Just like our common perception of the the Middle Ages, which we in our popular imagination fail to realizes lasted centuries, several centuries are condensed (perhaps as a joke) in Farmer Giles’s very specific Little Kingdom. Tolkien situates the world clearly, making reference to several real towns and structures (such as the Rollright Stones) and “explains” the names of Thame (which should be Tame) and Worminghall, both places where Farmer Giles had the dragon (a worm, who was tame). Meanwhile, the King, who is roughly sixty miles away, is clearly a foreigner to the lands.
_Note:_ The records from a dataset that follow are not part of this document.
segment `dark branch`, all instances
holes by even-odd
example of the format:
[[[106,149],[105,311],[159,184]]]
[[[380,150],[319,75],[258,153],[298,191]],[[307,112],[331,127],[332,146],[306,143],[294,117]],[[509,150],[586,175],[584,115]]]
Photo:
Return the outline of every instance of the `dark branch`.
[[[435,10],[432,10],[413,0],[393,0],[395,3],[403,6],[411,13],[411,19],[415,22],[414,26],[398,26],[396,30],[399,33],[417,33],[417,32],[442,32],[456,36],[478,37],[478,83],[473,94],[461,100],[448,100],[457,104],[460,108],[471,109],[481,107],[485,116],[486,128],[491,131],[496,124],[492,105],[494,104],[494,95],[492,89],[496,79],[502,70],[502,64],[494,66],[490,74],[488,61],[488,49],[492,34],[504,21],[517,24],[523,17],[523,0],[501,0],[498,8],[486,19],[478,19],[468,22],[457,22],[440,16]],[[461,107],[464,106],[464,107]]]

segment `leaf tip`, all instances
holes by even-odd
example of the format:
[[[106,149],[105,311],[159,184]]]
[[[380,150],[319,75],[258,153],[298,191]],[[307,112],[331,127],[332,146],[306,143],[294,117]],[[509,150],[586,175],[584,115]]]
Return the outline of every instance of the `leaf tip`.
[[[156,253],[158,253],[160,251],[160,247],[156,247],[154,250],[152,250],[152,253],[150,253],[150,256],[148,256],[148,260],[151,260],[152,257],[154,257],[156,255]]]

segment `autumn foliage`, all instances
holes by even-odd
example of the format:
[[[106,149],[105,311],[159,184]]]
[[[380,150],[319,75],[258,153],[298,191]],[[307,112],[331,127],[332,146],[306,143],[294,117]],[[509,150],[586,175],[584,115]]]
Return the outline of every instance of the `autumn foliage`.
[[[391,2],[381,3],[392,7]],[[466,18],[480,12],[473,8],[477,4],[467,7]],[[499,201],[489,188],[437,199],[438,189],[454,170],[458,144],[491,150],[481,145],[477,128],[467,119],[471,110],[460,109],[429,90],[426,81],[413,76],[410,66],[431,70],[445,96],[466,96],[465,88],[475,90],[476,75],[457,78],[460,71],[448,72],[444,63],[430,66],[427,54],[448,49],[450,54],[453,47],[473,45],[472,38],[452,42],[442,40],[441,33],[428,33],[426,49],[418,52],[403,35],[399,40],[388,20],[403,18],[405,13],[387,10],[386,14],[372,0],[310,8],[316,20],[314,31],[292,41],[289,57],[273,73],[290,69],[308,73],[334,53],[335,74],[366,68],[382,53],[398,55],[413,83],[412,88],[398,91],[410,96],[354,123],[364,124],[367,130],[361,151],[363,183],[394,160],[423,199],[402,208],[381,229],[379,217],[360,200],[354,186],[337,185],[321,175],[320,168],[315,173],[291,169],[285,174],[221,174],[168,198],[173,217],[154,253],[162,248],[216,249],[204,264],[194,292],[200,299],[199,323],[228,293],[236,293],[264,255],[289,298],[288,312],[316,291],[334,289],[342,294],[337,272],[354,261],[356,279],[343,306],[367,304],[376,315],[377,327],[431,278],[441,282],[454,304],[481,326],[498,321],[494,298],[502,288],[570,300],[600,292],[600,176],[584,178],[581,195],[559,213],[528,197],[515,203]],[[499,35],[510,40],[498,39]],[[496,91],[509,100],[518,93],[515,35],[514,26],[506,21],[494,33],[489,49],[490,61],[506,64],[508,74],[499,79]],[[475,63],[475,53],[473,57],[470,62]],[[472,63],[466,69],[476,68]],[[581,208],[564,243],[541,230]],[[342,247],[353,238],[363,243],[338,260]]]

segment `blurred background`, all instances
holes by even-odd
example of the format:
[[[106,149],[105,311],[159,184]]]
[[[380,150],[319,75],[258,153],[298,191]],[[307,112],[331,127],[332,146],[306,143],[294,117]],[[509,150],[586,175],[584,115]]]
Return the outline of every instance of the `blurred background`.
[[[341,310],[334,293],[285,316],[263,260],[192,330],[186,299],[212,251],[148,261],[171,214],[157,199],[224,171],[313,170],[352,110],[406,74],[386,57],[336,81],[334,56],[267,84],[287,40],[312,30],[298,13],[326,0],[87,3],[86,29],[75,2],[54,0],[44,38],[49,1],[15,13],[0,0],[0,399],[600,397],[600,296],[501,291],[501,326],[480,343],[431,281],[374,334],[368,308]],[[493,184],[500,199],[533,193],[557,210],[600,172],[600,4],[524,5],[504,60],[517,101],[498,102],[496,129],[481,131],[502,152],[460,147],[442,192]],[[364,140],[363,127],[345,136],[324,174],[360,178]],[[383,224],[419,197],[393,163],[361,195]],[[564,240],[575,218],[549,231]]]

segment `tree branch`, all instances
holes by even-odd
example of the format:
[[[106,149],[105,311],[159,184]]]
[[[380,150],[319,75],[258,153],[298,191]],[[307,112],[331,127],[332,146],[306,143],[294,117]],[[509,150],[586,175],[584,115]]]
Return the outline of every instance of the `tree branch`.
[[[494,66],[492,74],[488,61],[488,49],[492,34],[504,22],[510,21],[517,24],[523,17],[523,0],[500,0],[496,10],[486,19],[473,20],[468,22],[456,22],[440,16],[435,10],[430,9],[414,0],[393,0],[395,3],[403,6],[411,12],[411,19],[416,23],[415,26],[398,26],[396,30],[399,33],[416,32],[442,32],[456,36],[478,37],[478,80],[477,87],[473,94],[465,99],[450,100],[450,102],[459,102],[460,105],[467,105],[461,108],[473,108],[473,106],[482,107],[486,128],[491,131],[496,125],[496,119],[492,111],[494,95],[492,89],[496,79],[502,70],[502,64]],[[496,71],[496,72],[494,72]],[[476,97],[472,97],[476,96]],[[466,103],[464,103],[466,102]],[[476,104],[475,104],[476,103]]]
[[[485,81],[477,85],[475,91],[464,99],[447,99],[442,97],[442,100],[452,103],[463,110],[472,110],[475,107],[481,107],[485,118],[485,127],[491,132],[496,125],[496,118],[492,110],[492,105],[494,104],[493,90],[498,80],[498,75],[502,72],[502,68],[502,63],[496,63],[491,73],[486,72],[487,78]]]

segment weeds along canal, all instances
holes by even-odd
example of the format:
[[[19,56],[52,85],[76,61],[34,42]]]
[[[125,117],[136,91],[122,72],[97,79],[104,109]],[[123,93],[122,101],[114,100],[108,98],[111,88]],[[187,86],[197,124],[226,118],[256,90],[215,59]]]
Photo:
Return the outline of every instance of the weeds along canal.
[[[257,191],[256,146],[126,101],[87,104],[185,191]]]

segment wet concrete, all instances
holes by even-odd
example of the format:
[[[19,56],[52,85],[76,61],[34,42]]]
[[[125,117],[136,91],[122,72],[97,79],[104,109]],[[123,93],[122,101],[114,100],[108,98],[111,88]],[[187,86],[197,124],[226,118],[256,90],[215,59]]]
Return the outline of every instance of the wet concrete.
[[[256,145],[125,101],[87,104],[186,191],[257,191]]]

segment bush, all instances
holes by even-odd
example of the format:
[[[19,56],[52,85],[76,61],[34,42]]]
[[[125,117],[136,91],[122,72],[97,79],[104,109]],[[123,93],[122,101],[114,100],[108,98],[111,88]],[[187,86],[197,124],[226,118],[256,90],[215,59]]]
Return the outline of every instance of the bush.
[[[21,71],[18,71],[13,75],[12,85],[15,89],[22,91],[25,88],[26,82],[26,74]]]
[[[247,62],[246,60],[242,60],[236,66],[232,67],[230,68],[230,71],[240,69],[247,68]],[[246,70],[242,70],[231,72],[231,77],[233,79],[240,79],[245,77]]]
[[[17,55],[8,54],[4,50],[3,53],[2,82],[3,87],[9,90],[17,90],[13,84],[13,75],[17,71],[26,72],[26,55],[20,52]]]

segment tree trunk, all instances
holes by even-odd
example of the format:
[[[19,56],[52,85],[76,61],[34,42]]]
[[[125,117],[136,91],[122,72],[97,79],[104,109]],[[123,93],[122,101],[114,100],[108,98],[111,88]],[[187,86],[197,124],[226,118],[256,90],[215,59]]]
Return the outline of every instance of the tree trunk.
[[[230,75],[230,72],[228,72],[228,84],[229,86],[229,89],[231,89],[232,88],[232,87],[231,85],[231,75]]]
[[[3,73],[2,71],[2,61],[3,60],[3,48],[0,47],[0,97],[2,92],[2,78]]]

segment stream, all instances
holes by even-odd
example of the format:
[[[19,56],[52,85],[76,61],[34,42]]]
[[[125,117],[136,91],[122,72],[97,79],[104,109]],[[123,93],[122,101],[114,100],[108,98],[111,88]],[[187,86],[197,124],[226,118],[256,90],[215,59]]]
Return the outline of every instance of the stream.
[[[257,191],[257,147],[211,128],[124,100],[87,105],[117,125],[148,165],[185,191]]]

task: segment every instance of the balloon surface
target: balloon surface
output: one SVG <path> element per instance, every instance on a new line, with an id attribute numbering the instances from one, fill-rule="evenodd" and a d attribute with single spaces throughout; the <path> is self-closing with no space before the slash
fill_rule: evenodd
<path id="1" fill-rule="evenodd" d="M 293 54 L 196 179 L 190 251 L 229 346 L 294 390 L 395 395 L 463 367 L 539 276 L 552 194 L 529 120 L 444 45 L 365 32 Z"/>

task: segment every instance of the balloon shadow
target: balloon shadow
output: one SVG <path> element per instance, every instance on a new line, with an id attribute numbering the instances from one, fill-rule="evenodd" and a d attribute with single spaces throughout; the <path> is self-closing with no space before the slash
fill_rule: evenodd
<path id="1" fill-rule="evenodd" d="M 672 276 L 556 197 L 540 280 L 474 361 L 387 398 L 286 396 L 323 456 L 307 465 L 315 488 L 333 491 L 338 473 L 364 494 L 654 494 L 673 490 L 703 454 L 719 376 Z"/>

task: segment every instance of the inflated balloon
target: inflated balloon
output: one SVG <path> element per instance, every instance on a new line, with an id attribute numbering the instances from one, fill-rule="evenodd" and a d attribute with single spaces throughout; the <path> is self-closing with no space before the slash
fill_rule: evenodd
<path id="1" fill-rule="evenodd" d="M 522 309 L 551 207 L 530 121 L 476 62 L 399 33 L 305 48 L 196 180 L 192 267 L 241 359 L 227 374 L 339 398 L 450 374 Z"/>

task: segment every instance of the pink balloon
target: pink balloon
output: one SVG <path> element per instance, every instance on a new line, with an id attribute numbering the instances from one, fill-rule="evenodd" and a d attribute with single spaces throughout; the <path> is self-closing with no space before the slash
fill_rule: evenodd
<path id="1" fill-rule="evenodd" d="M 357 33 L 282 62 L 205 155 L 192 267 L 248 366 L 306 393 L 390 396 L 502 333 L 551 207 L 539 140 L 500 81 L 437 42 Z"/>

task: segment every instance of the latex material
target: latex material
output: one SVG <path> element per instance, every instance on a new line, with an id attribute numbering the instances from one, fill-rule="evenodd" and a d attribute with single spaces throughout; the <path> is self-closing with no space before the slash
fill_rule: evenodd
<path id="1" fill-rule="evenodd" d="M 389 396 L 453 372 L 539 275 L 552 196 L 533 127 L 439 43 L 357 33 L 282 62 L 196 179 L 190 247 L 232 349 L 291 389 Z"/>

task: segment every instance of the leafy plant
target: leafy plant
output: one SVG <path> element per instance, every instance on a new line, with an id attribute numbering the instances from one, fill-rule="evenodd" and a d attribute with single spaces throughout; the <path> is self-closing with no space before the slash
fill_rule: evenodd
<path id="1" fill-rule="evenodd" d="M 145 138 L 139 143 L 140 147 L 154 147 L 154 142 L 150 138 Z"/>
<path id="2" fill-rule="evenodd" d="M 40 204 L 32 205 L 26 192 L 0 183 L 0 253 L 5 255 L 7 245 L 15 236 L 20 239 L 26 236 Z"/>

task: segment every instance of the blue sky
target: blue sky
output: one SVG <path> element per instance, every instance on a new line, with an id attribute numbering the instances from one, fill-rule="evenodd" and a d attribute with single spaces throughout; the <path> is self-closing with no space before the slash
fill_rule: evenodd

It is in Farmer Giles of Ham that Tolkien is capable of explicitly doing the work which he clearly enjoys, which is finding something that fascinates him and creating an explanation as to why it exists: things such as Worminghall and Thame, golf and “Hey Diddle Diddle”. In this task, he is creating protoforms, trying to understand what ingredients entered into the stew before they reacted with other ingredients or were burnt on the bottom of the pot (i.e. lost). Based on the amount Tolkien does this, he clearly enjoys it: Tolkien (like the rest of modern society) has the finished cake, and attempts to learn what goes into it.

-BMorgan

3 comments:

"Tolkien: Medieval and Modern" said...

I sometimes feel that Tolkien has put us in a bind: how best to describe his work? What is ‘more accurate’? This is okay, though, since many artists do this too. Tolkien explicitly situates his project within the methodologies of the academic disciplines (history, linguistics, comparative mythology) as they had grown up by his day. For us I think they supply very precise structural analogies for the ordering, even analytical, principles of his creation. Scholars must often posit things - archaeologically, linguistically, historically - that can’t be readily proven. These things provide contexts for making sense of the data as we’ve received them. Plausibility will be more or less convincing depending on a number of factors. I don’t know if we have to follow Tolkien’s terms (or any single writer’s), though it is revealing of method. We can leave them, or translate them into terms that make sense within a broader theory of words. One of his values is evidently the appearance of organic formation, as you say. The Goldilocks example is interesting. To what extent is the protagonist’s identity as a young girl something that has been discovered or invented by the story’s later teller? Has the meaning of the story been changed? The story is almost inconceivable in any other form (‘the consciousness of the story,’ you say). Is this because it’s traditionally transmitted to us (i.e., enters the stew, in your description), or because it seems more appropriately constructed in this form, aesthetically? Finally, is this an alternative pattern of a story’s evolution, where its meaning is realized over time?

JT

"Tolkien: Medieval and Modern" said...

Nice account of the problem of how Tolkien saw history. I would have liked to hear more about the differences between "history" as we have it in the stories of Middle-earth and "history" as we see it in Farmer Giles. You are quite right that the stories are doing different kinds of things, but it would be interesting to hear how exactly you think they differ.

RLFB

Andrew said...

I really like the distinction you make between God creating Middle-Earth and Tolkien creating the historical period as kind of an asterisk historical period in his work. Ordinarily, one would have come into this course with the opposite views. I also like the statement you made about Tolkien’s efforts to try to be faithful to past culture through the frame of dealing with language, which Tolkien sees as the indicator of how close people are. I think that in some ways, Tolkien definitely captured different timeless qualities of an England in both Farmer Giles of Ham and in The Shire. In Farmer Giles, I feel like we get a more comical, yet more realistic depiction of people than we might get from the Shire, which definitely was meant to overemphasize characteristics. Yet, the people Farmer Giles and the Hobbits are both supposed to be painted as somewhat dim, petty, and narrow-minded. I think the main difference may lie in the epic story genre versus the comical satire that we see in Farmer Giles, but this is just a stab at it.